Rosja zaatakowała Ukrainę, rozpoczęła się wojna. Ceny paliw w górę. Ropa naftowa po 100 dolarów!

Niestety, spełnił się najczarniejszy scenariusz. Władimir Putin wydał rozkazy – Rosja zatankowała Ukrainę, co oznacza wojnę. Na ukraińskie miasta spadają rakiety, w tym niedaleko Polski. Ropa naftowa notuje rekordy, ceny paliw poszły koszmarnie w górę.

Świadczenia dla uchodźców z Ukrainy
Podaj dalej

Władimir Putin wydał rozkazy. Rosja zaatakowała Ukrainę, a to oznacza wojnę tuż przy naszej wschodniej granicy. Spełnił się najczarniejszy scenariusz – unijne sankcje w niczym nie pomogły, a można wręcz powiedzieć, że tylko rozjuszyły byka. Jak reaguje na to rynek? Ropa naftowa już notuje rekordy. Ceny paliw na stacjach od razu poszły w górę. Mam wrażenie, że to będzie jeden z dni, o których dzieci będą się uczyć na lekcjach historii.

Do sieci trafiło m.in. to nagranie, na którym widać, jak pocisk rakietowy uderza w lotnisko w Iwano-Frankowsku. To zaledwie 130 kilometrów od polskiej granicy. Ukraina wprowadziła stan wojenny. Rosyjskie służby starają się siać dezinformację i podają, że ich wojsko zniszczyło bazy lotnicze. Ukraińcy zaprzeczają i twierdzą, że bronią się również z powietrza. Ludzie uciekają. I tak dalej, i tak dalej… Niestety, to już nie jest zabawa, w której bawimy się na sankcje. Dożyliśmy czasów kolejnej wojny.

Od godziny 2 w nocy obserwujemy ogromne wzrosty m.in. na rynku ropy naftowej. Ropa brent tuż po godzinie 8 rano przekroczyła magiczną barierę 100 dolarów za baryłkę. To było wyłącznie kwestią czasu. Giełda reaguje paniką, drożeją wszystkie surowce, złoty traci na wartości. To może mieć dla nas fatalne konsekwencje w nadchodzących tygodniach. O ile oczywiście powinniśmy się teraz przejmować paliwem.

Ceny w górę. Trwa wojna

Niektóre stacje paliw już teraz reagują na to, co się dzieje, dźwigając ceny paliw. Ropa naftowa kosztująca 100 dolarów za baryłkę oznacza, że w nadchodzących tygodniach te ceny paliw będą dla nas rosnąć wręcz w zastraszającym tempie. Przypomnijcie sobie okres, kiedy płaciliśmy za paliwo ponad 6 zł – ropa naftowa kosztowała wtedy 80 dolarów za baryłkę. Dodajcie sobie dwa do dwóch i będziecie wiedzieli, co oznacza ropa za 100 dolarów… albo i więcej.

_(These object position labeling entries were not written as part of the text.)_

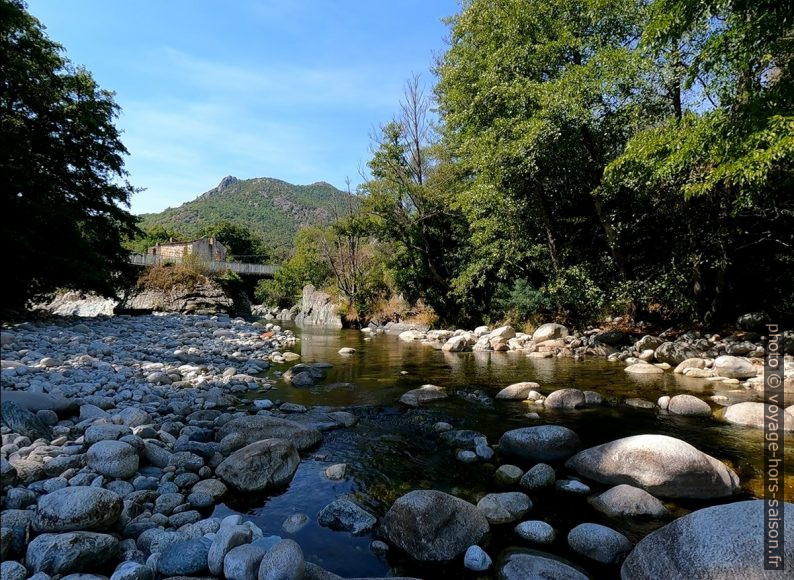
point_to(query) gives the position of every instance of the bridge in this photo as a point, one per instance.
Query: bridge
(261, 270)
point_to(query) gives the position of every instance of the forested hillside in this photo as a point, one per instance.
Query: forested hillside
(270, 209)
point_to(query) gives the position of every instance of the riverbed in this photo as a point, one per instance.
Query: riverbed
(393, 450)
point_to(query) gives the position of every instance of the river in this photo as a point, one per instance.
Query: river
(393, 450)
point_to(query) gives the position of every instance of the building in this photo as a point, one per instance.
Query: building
(207, 249)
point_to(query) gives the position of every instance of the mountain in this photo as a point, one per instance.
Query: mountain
(270, 208)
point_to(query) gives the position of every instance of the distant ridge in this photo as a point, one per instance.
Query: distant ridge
(269, 207)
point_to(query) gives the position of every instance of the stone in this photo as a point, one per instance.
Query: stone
(70, 552)
(476, 560)
(539, 476)
(336, 472)
(434, 526)
(318, 308)
(523, 566)
(598, 543)
(114, 459)
(661, 465)
(752, 414)
(536, 531)
(517, 391)
(259, 466)
(253, 428)
(628, 501)
(688, 405)
(132, 571)
(540, 443)
(734, 367)
(20, 420)
(77, 508)
(225, 539)
(11, 570)
(565, 399)
(503, 508)
(549, 331)
(724, 541)
(674, 353)
(242, 562)
(295, 523)
(508, 474)
(424, 394)
(344, 515)
(284, 561)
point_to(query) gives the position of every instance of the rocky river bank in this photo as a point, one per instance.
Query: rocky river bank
(121, 435)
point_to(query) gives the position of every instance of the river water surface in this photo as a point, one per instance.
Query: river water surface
(392, 450)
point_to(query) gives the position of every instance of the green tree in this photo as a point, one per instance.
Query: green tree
(62, 177)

Koniec końców, jasne – giełdy i rynki też są w tym momencie ważne i istotne. Natomiast najważniejsze jest to, aby powstrzymać ataki Rosji. Wkrótce ceny paliw, czy innych surowców, mogą nie mieć kompletnie żadnego znaczenia. 100 kilometrów od polskiej granicy lądują pociski rakietowe. W tym momencie możemy się tylko zastanawiać i mieć nadzieję, że tej granicy nie przekroczą. Mam wrażenie, że kompletnie nie jesteśmy na to gotowi.

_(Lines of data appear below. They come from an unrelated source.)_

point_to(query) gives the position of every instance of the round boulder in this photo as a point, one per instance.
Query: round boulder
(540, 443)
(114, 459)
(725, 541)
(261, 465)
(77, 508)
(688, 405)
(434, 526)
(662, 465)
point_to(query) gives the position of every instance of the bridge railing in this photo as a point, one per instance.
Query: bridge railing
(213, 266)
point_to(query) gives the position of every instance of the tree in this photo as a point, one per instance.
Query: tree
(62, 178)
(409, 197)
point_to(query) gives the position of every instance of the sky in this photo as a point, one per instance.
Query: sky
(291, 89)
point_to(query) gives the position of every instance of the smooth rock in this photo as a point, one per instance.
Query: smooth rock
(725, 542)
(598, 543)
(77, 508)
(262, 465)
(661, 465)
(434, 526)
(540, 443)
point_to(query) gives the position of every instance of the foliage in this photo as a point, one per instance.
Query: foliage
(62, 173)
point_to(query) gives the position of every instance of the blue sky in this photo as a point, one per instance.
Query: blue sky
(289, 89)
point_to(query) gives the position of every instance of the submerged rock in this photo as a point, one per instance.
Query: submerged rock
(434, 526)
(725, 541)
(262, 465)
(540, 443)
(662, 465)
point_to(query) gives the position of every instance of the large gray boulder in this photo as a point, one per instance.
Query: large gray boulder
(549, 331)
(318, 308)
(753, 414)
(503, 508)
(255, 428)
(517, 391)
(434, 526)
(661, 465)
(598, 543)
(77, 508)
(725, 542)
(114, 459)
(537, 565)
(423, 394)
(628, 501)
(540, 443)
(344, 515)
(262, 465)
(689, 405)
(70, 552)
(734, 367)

O żadnym spokoju natomiast nie ma mowy. Podrożała nie tylko ropa. Europejczyków czekają bardzo trudne chwile. Gaz ziemny już teraz podrożał o 25% – a przecież to ledwie kilka godzin od początku inwazji. Podobnych wiadomości – głównie tych mocno negatywnych – będzie w najbliższej przyszłości bardzo wiele.